Downtown Reykjavik from Hallgrímskirkja, the tallest structure in Iceland

Reykjavik. The name name alone conjours up images of a cold icy tundra inhabited by Vikings centuries ago. But in reality, Reykjavik is a beautifully colorful city—the biggest city capital closest to the North Pole, but in reality, it isn’t that big.

I visited Iceland a few years back with a couple friends in the middle of winter. Yes, Iceland in the middle of winter. Like many tourists, we started our trip at the Blue Lagoon where the powers of geothermal seawater create transformational spa journeys. If you’re visiting Iceland, I highly recommend a few hours at the Blue Lagoon. It’s a great way to relax and recharge and get ready for the rest of your trip.

There are now towering skyscrapers in very walkable downtown Reykjavik. Maybe this is why the city gives off the feeling that you’re in a toy town. The brightly-colored, closely-stacked houses line the streets and small coffee shops and cafes welcome cold and thirsty visitors.

Since we visited in winter, we only had a few hours of daylight each day to go out exploring.

One of the visits was to Geysir Strokkur, also known as the Great Geyser, where every few minutes, the geysir was erupt and blow water and steam 70 feet straight up into the air, and because of the sulphur content, prepare for something that smells like eggs.

Part of the tour was a drive around what is known as the Golden Circle which included a stop at Thingvellir National Park where you can see the deep cut in the land where the two tectonic plates that separate the European and North American continents.
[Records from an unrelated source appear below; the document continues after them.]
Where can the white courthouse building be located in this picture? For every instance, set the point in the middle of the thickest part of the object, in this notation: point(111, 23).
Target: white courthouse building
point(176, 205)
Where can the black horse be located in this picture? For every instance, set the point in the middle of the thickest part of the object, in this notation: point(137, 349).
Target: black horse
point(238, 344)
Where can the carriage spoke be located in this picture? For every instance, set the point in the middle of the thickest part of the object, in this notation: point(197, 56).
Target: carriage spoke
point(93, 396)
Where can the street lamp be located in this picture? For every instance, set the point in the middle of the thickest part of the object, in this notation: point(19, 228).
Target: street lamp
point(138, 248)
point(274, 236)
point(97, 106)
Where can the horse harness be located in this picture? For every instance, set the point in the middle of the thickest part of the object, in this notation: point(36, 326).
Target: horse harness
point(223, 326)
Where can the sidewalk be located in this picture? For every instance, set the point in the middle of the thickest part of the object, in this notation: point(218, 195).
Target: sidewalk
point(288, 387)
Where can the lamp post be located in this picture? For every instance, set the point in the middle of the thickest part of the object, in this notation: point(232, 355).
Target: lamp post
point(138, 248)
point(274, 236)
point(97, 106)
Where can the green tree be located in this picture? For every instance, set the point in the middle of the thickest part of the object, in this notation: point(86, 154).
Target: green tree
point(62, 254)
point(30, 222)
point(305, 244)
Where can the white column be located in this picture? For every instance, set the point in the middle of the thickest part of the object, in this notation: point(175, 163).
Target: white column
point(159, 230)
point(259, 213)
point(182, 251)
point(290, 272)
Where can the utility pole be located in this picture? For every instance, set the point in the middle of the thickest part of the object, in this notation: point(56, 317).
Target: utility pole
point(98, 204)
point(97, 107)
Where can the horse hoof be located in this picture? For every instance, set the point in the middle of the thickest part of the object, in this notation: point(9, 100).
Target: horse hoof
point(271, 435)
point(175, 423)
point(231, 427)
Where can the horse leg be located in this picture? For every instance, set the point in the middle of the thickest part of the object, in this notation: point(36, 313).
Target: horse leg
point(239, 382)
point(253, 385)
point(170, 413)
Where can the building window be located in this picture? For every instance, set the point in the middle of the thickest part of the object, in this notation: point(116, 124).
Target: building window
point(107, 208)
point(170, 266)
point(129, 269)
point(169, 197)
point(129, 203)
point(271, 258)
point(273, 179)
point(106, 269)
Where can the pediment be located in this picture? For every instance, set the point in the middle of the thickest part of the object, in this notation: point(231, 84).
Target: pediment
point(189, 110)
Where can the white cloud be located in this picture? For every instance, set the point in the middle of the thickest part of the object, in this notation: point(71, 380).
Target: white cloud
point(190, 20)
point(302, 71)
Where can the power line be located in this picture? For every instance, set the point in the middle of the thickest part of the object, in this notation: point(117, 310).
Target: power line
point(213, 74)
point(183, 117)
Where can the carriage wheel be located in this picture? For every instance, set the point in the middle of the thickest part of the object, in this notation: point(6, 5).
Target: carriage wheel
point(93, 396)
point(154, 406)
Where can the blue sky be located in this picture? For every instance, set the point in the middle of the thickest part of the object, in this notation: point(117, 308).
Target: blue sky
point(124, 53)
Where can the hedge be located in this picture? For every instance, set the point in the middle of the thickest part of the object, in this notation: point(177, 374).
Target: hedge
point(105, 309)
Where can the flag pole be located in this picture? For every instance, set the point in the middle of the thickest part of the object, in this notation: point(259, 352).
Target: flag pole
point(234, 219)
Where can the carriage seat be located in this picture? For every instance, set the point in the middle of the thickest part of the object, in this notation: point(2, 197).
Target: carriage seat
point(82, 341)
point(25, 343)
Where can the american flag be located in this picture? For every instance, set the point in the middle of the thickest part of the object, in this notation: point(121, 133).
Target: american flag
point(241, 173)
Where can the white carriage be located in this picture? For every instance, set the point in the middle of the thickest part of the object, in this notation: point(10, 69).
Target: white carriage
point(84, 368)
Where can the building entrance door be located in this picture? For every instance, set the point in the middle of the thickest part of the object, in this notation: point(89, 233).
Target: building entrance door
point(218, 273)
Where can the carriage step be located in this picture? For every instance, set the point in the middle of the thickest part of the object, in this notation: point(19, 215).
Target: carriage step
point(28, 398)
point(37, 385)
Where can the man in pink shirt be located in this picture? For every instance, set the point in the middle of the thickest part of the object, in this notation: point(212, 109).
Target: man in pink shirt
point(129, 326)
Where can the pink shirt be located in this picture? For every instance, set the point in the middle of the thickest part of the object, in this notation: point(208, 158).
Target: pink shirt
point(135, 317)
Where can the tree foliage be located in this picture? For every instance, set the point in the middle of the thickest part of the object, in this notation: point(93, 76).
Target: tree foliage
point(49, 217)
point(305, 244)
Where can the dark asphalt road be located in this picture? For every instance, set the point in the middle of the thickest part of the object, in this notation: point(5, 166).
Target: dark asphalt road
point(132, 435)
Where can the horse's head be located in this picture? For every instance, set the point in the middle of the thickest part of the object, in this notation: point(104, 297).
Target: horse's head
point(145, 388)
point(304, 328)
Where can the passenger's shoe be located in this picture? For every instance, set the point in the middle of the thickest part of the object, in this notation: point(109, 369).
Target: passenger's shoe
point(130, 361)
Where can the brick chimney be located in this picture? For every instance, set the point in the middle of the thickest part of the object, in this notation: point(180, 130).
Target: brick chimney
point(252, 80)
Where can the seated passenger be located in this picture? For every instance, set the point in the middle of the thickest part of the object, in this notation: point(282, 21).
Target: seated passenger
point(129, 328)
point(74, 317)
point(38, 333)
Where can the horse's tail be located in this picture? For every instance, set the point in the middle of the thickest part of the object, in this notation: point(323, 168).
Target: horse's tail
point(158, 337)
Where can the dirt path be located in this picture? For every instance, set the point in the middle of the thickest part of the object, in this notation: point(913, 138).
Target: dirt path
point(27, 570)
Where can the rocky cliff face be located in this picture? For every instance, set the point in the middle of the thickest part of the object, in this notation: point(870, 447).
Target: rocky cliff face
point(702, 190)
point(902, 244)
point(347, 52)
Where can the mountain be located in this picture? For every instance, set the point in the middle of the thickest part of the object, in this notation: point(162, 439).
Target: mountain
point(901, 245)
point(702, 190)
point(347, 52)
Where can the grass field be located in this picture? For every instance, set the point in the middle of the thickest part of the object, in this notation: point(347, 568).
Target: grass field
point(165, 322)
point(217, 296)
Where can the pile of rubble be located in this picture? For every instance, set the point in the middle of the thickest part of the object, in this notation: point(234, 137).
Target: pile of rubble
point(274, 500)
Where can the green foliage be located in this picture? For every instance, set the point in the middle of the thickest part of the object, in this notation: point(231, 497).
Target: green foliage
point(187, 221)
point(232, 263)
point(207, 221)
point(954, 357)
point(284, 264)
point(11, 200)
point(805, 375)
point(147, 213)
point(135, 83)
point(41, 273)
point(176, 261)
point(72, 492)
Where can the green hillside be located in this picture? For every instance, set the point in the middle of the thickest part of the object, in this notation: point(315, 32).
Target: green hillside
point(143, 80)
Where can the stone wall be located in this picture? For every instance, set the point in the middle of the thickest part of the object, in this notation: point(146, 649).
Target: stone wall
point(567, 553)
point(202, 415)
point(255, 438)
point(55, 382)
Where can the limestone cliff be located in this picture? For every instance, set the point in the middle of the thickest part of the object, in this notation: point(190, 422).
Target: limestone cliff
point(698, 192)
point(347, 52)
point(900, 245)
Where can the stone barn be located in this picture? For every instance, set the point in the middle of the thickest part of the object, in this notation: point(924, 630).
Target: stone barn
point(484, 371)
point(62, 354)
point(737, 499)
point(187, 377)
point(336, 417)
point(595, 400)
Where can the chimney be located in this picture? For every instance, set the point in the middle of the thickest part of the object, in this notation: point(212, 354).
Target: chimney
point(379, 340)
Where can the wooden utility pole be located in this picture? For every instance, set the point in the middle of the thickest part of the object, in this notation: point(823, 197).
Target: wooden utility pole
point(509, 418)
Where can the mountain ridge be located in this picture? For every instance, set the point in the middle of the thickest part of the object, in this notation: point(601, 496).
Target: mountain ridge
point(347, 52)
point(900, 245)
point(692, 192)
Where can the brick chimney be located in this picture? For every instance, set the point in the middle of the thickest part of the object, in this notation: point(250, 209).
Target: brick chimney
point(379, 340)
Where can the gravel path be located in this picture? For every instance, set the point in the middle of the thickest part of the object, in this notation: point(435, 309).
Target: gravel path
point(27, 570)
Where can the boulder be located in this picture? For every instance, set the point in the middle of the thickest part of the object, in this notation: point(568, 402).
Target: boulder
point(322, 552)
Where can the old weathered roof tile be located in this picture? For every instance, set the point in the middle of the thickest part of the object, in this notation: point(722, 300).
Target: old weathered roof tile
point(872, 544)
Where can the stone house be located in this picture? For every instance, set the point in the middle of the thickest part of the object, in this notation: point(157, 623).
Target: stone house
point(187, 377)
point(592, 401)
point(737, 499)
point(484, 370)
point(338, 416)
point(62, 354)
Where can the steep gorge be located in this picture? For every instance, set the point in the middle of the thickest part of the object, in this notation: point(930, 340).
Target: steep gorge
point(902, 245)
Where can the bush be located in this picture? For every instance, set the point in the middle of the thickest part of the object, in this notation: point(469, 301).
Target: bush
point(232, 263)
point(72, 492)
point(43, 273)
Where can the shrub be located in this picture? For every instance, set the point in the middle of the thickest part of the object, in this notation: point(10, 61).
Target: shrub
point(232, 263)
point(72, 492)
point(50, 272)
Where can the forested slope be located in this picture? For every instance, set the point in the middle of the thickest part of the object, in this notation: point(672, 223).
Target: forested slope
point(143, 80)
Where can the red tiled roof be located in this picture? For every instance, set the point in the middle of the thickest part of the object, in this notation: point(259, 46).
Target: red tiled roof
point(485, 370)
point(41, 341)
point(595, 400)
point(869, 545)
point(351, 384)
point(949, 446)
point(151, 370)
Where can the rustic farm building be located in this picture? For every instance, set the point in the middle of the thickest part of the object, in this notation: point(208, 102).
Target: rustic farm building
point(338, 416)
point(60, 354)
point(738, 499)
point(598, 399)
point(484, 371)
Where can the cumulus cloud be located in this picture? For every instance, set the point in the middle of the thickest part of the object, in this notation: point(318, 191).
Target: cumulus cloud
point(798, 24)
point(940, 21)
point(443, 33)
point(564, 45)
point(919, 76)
This is a very important spot for Icelanders as back in the day this is where many pivotal decisions were made for the community. It’s also where they discussed law and tried to settle disputes without violence.

And while we visited Gullfoss waterfall, it was winter so the waterfall was frozen—literally and in time. It still made for a spectacular sight.

Personally, I found Reykjavik to be very expensive. And it’s no surprise since almost everything has to be imported. Remember, the island only gets a few summer months each year. I remember paying the equivalent of $9 for a coffee and a donut.

I’d love to go back in the summer to see how the landscape changes between the seasons, and maybe take a tour around the outskirts of the island. I’ve been told the east and west coasts are very different but both are incredibly picturesque.

What was your favorite part of visiting Iceland?